Das Gebäude in der Heinrichstraße 79 ist Gebhardt vertraut, war sein Steuerberatungsbüro doch einst in der dritten Etage beheimatet. Schunck und er kennen sich im Übrigen schon viele Jahre, beginnend mit der gemeinsamen Zeit an der Fuldaer Freiherr-vom-Stein-Schule, und schwelgen in Erinnerungen, sobald das Stichwort „Sexta D“ fällt.

Dass Schunck, wie angekündigt, zum Sommer 2020 aus seinem Amt als Hauptgeschäftsführer ausscheiden wird, tut Gebhardt „persönlich sehr Leid“. Er hätte gerne noch mit Schunck zusammengearbeitet. Gleichwohl habe er Verständnis für dessen persönliche Entscheidung, in die er im Vorfeld gemeinsam mit seinem Vorgänger Bernhard Juchheim eingeweiht worden war. Mit dem angekündigten Rückzug des „IHK“-Hauptgeschäftsführers befasste sich am vergangenen Donnerstagnachmittag auch das „IHK“-Präsidium.

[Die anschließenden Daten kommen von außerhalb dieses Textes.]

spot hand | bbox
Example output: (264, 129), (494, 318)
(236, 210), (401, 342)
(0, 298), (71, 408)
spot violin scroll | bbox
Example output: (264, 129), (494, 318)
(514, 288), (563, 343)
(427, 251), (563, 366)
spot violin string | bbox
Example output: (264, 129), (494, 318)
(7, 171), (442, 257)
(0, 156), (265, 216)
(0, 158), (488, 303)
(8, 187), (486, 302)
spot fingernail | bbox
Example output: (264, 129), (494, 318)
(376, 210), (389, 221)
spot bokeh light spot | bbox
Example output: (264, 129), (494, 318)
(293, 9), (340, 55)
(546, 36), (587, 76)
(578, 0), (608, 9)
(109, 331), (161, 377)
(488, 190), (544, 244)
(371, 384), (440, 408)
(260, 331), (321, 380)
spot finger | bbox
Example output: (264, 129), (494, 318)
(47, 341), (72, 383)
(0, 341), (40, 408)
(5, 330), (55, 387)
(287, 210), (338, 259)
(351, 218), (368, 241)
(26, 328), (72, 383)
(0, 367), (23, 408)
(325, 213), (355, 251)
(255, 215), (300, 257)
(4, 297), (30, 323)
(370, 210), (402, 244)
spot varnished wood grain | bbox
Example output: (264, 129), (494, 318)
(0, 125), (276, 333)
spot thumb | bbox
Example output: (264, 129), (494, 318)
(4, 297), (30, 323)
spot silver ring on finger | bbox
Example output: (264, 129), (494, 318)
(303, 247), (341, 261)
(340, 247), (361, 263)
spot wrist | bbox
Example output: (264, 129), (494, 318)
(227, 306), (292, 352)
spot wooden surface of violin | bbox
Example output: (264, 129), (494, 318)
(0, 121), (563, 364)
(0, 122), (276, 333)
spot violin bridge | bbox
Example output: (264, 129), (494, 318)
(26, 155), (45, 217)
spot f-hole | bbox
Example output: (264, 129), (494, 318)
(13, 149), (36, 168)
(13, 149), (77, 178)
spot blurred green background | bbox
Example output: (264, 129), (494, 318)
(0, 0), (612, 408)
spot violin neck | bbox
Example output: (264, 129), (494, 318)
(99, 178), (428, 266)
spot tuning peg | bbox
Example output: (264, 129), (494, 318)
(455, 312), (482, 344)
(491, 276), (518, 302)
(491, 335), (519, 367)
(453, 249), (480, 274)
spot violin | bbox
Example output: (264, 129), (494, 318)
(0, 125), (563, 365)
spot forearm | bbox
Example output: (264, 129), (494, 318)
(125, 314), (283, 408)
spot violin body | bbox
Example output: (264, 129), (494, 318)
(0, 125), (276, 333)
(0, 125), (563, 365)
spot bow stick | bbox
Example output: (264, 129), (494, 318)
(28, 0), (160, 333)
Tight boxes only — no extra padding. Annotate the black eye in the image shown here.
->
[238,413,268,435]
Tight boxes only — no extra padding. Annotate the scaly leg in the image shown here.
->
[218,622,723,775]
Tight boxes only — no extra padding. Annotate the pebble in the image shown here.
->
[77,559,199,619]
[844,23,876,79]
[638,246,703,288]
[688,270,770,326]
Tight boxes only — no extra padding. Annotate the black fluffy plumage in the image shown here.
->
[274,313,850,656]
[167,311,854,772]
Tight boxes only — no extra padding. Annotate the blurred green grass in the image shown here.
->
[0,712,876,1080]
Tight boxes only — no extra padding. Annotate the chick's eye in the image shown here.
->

Als Kernthema seiner künftigen Tätigkeit als Präsident formuliert Gebhardt unter anderem, dass er die „erfolgreiche und konstruktive Arbeit“ der „IHK Fulda“ fortführen möchte. Dass die „IHK“ funktioniert, habe man an der Wahlbeteiligung zur Vollversammlung gesehen, die die stärkste in Hessen gewesen sei. Zudem sei die Kammer ein Gremium, dessen Stimme gehört und dessen Rat geschätzt werde. „Und ich möchte zusammen mit meinen Präsidiumskollegen daran arbeiten, dass verstärkt über die Wirtschaft an sich aufgeklärt wird“. Diese sollte als etwas gesehen werden, was die Basis der Gesellschaft insgesamt darstellt. Dazu gehöre auch, Verständnis für die Unternehmen zu wecken, die mitunter mit Neid zu kämpfen haben, „dieser typisch deutschen Eigenschaft“.

Der begeisterte Hobbysegler und „Bayern München“-Fan ist stolz auf die Wirtschaftskraft dieser Region, in der die Menschen sehr vertraut miteinander und wertorientiert seien. Gleichwohl sei es wichtig, daran zu arbeiten, den osthessischen Wirtschaftsraum weiter voranzubringen: „Wir haben eine sehr gute Infrastruktur, attraktive Arbeitsplätze sowie ein lebenswertes Umfeld mitsamt hervorragendem Schul- und Ausbildungsangebot. Dies ist wichtig gerade angesichts der Herausforderungen, vor die uns der Facharbeitermangel stellt. Wenn wir gut ausgebildete Kräfte holen wollen, dann muss das Gesamtpaket stimmen. Also das Angebot für die ganze Familie. Dies bedeutet, dass berufliche Rahmenbedingungen ebenso stimmen müssen wie beispielsweise bezahlbarer Wohnraum.“

Eine flächendeckend funktionierende Versorgung mit Breitband ist schließlich ein weiteres Thema, das Gebhardt sehr am Herzen liegt. Den Ist-Zustand in unserer Region vergleicht er dann mit Hiddensee, wo er sehr gerne Urlaub macht.

Und da schneidet die Ostseeinsel doch um Einiges besser ab. Dort ist zwar der private Pkw-Verkehr verboten, dafür klappt es aber auch mit dem Internet.